Some economists think that the amount of money dedicated to mortgage principal reduction in the settlement is too low to substantially aid underwater homeowners, while the settlement itself will set off a glut of foreclosures that banks had been holding onto until a deal was reached.

After grounding to a halt in 2011 due to the “robo-signing” controversy, where banks improperly foreclosed on homeowners, foreclosures are expected to increase this year. Now that a deal has been reached, banks will look to proceed by pushing distressed properties toward foreclosure, foisting more homes onto the market.

The $26 billion settlement was reached by attorney generals from 49 states and the five biggest mortgage lenders – – Bank of America, Wells Fargo, JP Morgan Chase, Citigroup and Ally Financial. In exchange for the money, banks’ exposure to potential lawsuits was limited.

“In the short term, it can worsen things,” said Scott Brown, an analyst with Raymond James. “Now that the settlement is out of the way, there will be an acceleration in foreclosures.”

This comes at a time when the ratio of properties to buyers has returned to pre-crisis levels. January saw the supply on the market fall to 5.6 months, matching the supply from March 2005.

Prices are trending downward. Home prices declined by 4 percent year over year in the last month of 2011, according to the S&P Case-Shiller Home Price Index.

Meanwhile, not all homeowners will be helped in the settlement.

The deal only affects mortgages owned by the participating banks – – or less than 40 percent of all mortgages. Homeowners with federally owned mortgages, such as Fannie Mae or Freddie Mac, are left out. In total, only one out of every 11 underwater homeowners will see relief.

Most of the settlement, around $17 billion, is dedicated to mortgage debt relief, like principal reduction, while $3 billion is going toward refinancing interest rates. Only about 20 percent, or 750,000 of 3.5 million homeowners who were foreclosed upon from 2008 to 2011, are eligible to receive between $1,500 and $2,000.

“I don’t think it’s an economic event,” said Guy Lebas, an economist with Janney’s. “I think it is a legal event.”

Part of the reason that the settlement is unlikely to affect home prices, other than the relatively small number of eligible participants, is that homeowners will have to wait to get their money. Banks have up to nine months to figure out who is eligible to receive payments.

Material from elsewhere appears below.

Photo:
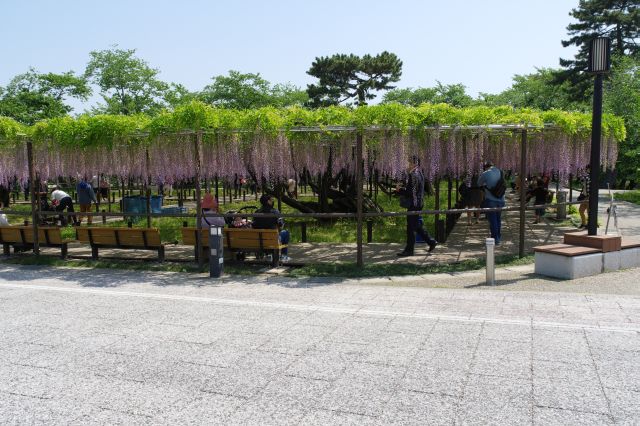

After the banks have determined who should get what, they still have three years to handout funds.

Still, housing industry officials hope the mere fact a settlement has been agreed to will give peace-of-mind to banks that have been reluctant to lend and refinance.

“It is our hope that in combination with other measures, this settlement will help banks get back into the business of lending,” said Walter Molony, a spokesman for the National Association of Realtors.

Abbey Mintz, a mortgage broker with Certified Mortgage in New York City, agrees. She has found it difficult in recent years to get loans for potential homebuyers who would have qualified before the housing bubble.

“The challenge is that the banks are difficult to close with, right now,” Mintz said. “They’ve increased their standards, which makes it harder to get loans. But I think they’ll eventually loosen up.”

Janet Murphy, who works with the Center for New York City Neighborhoods – – a non-profit organization home-counseling organization created in the wake of the housing crisis, is looking for the settlement to give some underwater homeowners a lifejacket.

“Hopefully, it will bring the stabilization of home prices which will allow more homeowners to accrue equity and cure the larger problem of underwater borrowers,” she said. “Certainly principal forgiveness would hasten the overall process of moving toward stability.”

Currently, more than one in five homeowners are underwater – – meaning their mortgage is worth more than their house.

Still, the road back to stability and rising home prices is long. And while this deal will benefit a few homeowners who were improperly foreclosed upon, it is chances to fundamentally change the overall housing sector.

“What this does do is to correct wrongs – there have been illegal foreclosures,” Lebas said. “What this doesn’t do is increase demand. Prices are not going up because of this deal.”